2015 GSA Annual Meeting in Baltimore, Maryland, USA (1-4 November 2015)

Paper No. 135-28
Presentation Time: 9:00 AM-6:30 PM

STROMATOLITE DISTRIBUTION IN SPACE AND TIME: A MACHINE-READING ASSISTED QUANTITATIVE ANALYSIS


WILCOTS, Julia1, HUSSON, Jon2 and PETERS, Shanan E.2, (1)Geosciences, Princeton University, Princeton, NJ 08544, (2)Department of Geoscience, University of Wisconsin–Madison, 1215 W Dayton St, Madison, WI 53706, jwilcots@princeton.edu

Stromatolites are products of microbial interactions between carbonate sediments and water, and are among the oldest evidence for macro-scale life on Earth. Because stromatolite growth is known to be inhibited by the presence of grazing metazoans, it is generally recognized that stromatolites are widespread and frequent in occurrence within Precambrian-aged sedimentary deposits and that Phanerozoic stromatolite occurrences are confined to saline or otherwise restricted aqueous environments. Despite the fact that stromatolites are routinely described in published accounts of stratigraphic successions, few studies have quantified their occurrence on large spatial and temporal scales. Here we attempt to provide such a measure of stromatolite distribution and abundance by: (1) manually searching the literature for descriptions of stromatolites in carbontate-rich units, and (2) utilizing machine reading and learning approaches to discover and extract information on stromatolite occurrences from publications. For the former, we utilized the Macrostrat database in North America; for the latter we used the entity recognition, distant supervision and probabilistic inference capabilities of DeepDive, a machine learning and knowledge base construction system, which we customized for the purpose of stromatolite occurrence recognition.

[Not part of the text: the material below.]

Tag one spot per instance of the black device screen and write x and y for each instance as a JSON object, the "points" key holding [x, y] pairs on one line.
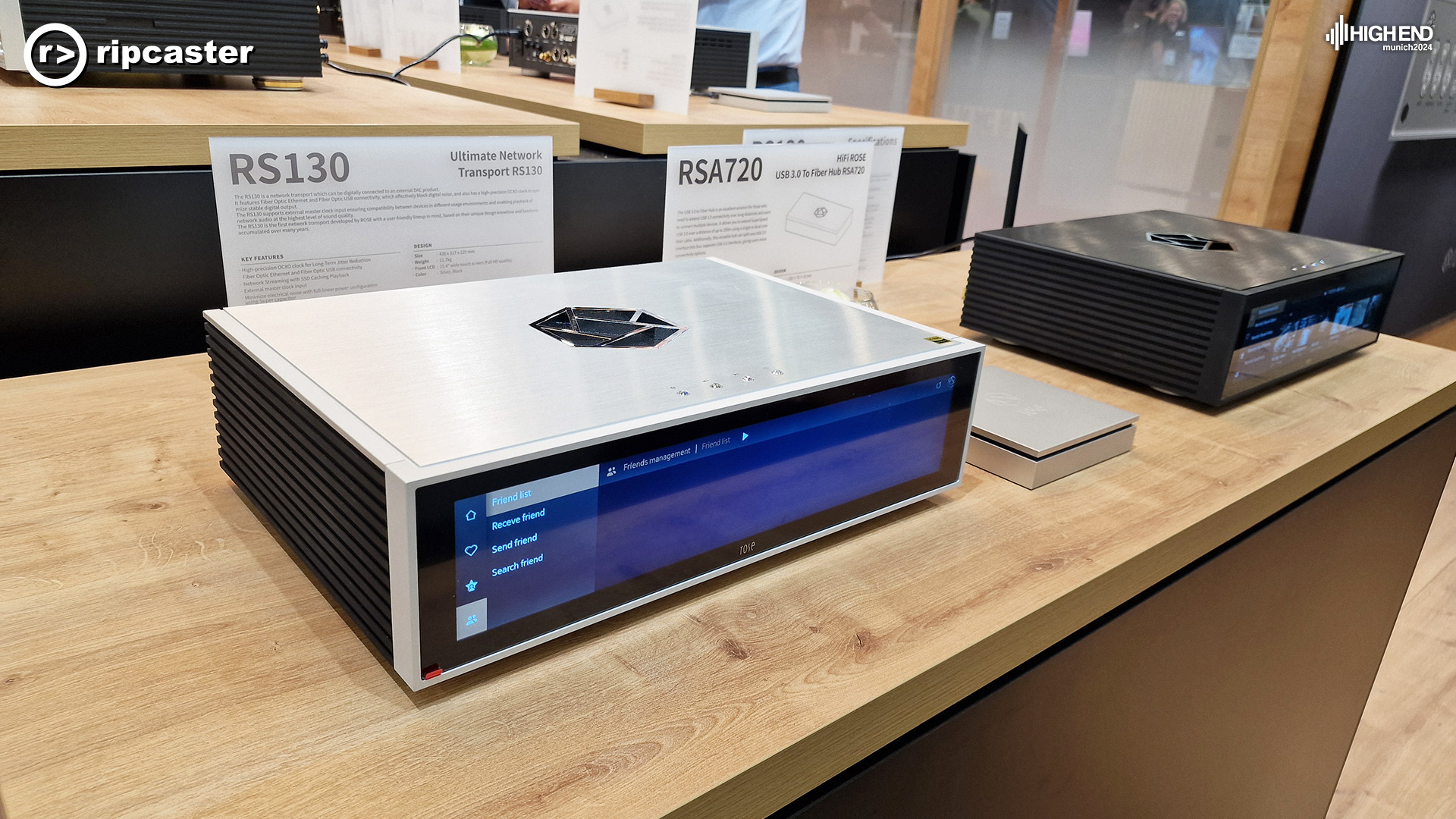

Our DeepDive application was then run using thousands of published documents currently accessible via the UW–Madison GeoDeepDive infrastructure. We manually trained the DeepDive system with known instances of stromatolites and by annotating DeepDive extractions, thereby generating a larger number of increasingly accurate results. In combination with a manual search for stromatolite-bearing carbonate units in the Macrostrat database, we provide a new estimate of the spatial and temporal frequency of stromatolitic units that is measured against the total number of potentially stromatolite-bearing carbonate units in North America. Quantifying the stratigraphic distribution of stromatolitic carbonate units over the last three billion years provides a new perspective on the environmental signal captured by stromatolite growth.